J'aime mon jardin, mais taille et désherbage  me chagrinent : mes souvenirs de prisonnier dans les camps communistes me rappellent que les végétaux les plus humbles ont leur utilité et leur beauté. Après plusieurs remarques et quelques arrachages clandestins de "mauvaises" herbes, René s'était résigné à l'aspect indiscipliné de notre jardin.

Un jour, quelque temps avant l'été, il s'est mis à me parler de la mort et de la vieillesse, à dire la difficulté qu'il avait à lever le bras pour se raser, le rythme de travail devenu plus lent, et son regret d'avoir eu des petits-enfants trop tardivement, car il aurait aimé savoir ce qu'ils allaient devenir. C'est la première fois que j'ai vu si grave.

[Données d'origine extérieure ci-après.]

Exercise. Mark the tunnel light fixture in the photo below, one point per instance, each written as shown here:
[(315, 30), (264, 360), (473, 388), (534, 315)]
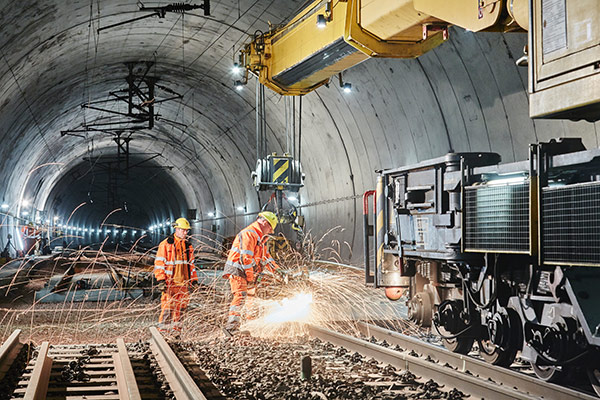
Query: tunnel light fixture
[(346, 86), (321, 21)]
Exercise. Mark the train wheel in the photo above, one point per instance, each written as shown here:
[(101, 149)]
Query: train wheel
[(548, 373), (504, 338), (461, 345), (594, 375), (420, 310), (495, 355)]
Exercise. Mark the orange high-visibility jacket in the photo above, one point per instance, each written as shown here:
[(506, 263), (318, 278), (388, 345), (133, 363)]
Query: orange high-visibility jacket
[(174, 262), (29, 232), (248, 255)]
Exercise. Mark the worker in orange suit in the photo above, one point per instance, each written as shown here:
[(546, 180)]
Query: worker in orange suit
[(175, 272), (247, 259), (31, 236)]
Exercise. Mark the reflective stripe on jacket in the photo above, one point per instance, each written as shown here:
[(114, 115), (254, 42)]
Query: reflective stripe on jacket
[(247, 255), (169, 263)]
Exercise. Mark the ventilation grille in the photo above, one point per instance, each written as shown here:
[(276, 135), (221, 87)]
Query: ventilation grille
[(571, 224), (497, 218)]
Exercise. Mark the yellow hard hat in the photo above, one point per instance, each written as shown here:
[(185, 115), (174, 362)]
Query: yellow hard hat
[(182, 223), (269, 216)]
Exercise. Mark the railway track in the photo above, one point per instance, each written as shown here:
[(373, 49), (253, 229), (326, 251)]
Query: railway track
[(477, 378), (155, 370), (113, 371)]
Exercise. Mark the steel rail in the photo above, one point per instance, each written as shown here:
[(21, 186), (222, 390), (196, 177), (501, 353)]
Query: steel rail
[(126, 383), (182, 384), (474, 386), (8, 352), (38, 383), (462, 363)]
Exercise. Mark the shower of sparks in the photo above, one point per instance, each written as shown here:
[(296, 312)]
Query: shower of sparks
[(296, 309), (316, 293)]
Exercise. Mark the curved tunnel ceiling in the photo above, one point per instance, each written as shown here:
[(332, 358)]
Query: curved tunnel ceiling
[(466, 95)]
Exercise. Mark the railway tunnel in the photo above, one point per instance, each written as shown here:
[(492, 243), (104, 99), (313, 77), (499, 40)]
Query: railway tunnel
[(466, 95), (88, 175)]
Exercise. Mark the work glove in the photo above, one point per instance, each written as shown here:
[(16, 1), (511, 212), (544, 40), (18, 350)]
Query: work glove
[(251, 289), (161, 286), (283, 275)]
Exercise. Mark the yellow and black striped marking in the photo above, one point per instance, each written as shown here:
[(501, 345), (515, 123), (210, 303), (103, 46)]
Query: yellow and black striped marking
[(281, 170)]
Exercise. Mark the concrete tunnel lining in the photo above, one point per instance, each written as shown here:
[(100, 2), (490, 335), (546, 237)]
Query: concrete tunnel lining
[(466, 95)]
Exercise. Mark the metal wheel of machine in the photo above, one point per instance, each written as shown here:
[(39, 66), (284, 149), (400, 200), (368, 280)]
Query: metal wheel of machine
[(495, 355), (594, 376), (460, 345), (548, 373), (420, 309), (505, 338)]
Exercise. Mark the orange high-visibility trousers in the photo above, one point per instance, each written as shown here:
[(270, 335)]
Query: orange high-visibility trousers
[(241, 299), (173, 304)]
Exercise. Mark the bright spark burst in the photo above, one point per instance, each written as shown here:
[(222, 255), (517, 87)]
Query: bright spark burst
[(295, 309)]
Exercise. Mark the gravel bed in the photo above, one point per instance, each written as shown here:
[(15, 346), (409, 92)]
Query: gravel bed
[(247, 368)]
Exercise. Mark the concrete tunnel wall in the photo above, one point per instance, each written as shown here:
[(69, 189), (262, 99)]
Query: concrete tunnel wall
[(466, 95)]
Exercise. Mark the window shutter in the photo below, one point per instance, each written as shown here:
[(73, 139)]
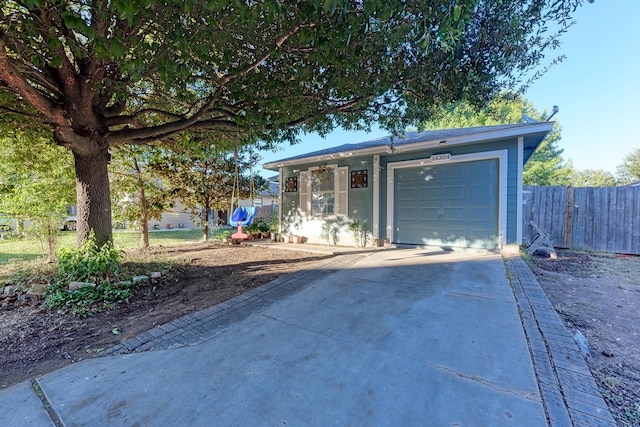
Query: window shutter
[(303, 190), (342, 191)]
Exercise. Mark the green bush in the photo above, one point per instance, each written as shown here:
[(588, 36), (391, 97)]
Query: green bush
[(87, 300), (88, 262)]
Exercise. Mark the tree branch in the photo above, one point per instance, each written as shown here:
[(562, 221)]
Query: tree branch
[(10, 76)]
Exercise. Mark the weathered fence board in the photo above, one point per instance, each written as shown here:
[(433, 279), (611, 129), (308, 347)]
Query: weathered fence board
[(605, 219)]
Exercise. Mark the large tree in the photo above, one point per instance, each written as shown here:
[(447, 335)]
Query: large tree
[(103, 73), (545, 167), (204, 178), (36, 180)]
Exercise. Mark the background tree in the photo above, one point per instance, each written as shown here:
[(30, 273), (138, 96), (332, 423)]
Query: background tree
[(203, 178), (36, 181), (545, 167), (629, 170), (137, 192), (105, 73), (593, 178)]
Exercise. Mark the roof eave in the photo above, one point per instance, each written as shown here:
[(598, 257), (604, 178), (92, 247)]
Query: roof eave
[(385, 149)]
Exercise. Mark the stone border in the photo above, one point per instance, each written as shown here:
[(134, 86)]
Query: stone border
[(205, 324), (569, 392)]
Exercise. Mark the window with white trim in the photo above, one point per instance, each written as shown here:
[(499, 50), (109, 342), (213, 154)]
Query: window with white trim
[(323, 191)]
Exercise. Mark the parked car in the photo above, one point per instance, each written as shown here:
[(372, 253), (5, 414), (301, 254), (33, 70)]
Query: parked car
[(69, 224), (6, 224)]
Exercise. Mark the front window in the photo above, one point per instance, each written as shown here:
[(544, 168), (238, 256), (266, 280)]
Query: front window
[(323, 191)]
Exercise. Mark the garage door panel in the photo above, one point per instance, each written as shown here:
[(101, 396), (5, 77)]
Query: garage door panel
[(457, 205), (407, 214), (454, 214), (430, 193), (429, 214), (453, 192), (407, 194)]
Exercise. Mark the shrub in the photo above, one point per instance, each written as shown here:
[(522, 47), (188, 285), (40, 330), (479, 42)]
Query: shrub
[(88, 262)]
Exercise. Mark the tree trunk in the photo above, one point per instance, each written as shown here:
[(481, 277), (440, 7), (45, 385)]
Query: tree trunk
[(93, 198), (144, 220)]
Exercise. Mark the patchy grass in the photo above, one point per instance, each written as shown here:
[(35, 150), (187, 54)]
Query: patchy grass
[(15, 250)]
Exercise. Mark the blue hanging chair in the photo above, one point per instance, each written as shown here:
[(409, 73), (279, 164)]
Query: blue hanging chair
[(243, 216)]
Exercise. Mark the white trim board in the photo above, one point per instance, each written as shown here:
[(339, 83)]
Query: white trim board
[(501, 155)]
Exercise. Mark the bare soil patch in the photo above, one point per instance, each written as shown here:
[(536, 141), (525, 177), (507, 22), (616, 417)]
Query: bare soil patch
[(34, 341), (599, 295)]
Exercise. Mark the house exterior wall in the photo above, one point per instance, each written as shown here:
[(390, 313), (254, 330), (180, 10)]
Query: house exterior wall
[(360, 205), (361, 200)]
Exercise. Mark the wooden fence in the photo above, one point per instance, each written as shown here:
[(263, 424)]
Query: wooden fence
[(605, 219)]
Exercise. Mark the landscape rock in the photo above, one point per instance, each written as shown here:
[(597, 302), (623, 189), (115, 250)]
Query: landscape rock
[(38, 289), (10, 289), (583, 343)]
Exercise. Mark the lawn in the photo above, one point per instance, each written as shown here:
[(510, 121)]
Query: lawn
[(29, 249)]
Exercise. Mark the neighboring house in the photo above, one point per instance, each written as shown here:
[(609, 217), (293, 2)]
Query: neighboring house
[(178, 217), (453, 188)]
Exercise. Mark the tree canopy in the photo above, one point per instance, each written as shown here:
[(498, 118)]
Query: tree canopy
[(104, 73), (593, 178), (545, 167), (36, 181), (205, 178), (629, 169)]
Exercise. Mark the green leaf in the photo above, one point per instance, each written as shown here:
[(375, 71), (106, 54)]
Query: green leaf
[(53, 42)]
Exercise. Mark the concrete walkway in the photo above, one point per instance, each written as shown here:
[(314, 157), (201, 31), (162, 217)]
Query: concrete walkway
[(396, 337)]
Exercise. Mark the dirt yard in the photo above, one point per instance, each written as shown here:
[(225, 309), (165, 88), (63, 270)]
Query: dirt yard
[(599, 294), (35, 341)]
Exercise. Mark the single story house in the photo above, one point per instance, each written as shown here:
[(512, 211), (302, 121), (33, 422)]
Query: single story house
[(449, 188)]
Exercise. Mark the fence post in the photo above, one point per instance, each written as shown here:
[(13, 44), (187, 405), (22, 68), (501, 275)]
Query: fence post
[(568, 224)]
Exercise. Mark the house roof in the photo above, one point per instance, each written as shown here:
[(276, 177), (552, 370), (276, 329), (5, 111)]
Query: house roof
[(533, 134)]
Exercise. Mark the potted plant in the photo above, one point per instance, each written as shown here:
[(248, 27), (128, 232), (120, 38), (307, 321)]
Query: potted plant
[(274, 226)]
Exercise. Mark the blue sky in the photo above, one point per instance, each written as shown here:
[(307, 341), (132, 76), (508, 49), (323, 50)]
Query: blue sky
[(597, 88)]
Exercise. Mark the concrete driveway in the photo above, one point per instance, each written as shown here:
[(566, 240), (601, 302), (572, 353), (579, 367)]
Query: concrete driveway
[(398, 338)]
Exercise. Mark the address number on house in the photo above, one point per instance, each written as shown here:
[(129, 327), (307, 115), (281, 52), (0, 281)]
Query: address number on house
[(441, 157)]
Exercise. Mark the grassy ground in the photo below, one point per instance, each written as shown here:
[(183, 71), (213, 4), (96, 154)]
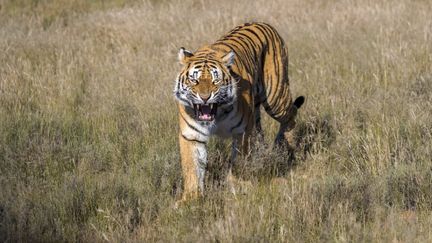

Le 17 août 96, nous avons fêté tous ensemble à la Tupinière les quatre ans de Nam. Quelques jours plus tard, à la veille de notre départ pour Montmorillon, nous avons pour une fois travaillé ensemble à arracher les pommes de terre et les oignons qu'il nous destinait. Comme à son habitude, il travaillait nettement plus vite que moi, et me voyant traîner derrière lui, il m'a fait la remarque : "Moi aussi, je n'ai plus le même rythme…" (comme si nous avions le même âge…) et il m'a expliqué ses projets de réorganisation du jardin pour tenir compte de la diminution  de ses capacités de travail et surtout pour que Marc et moi ayons moins de travail dans le futur.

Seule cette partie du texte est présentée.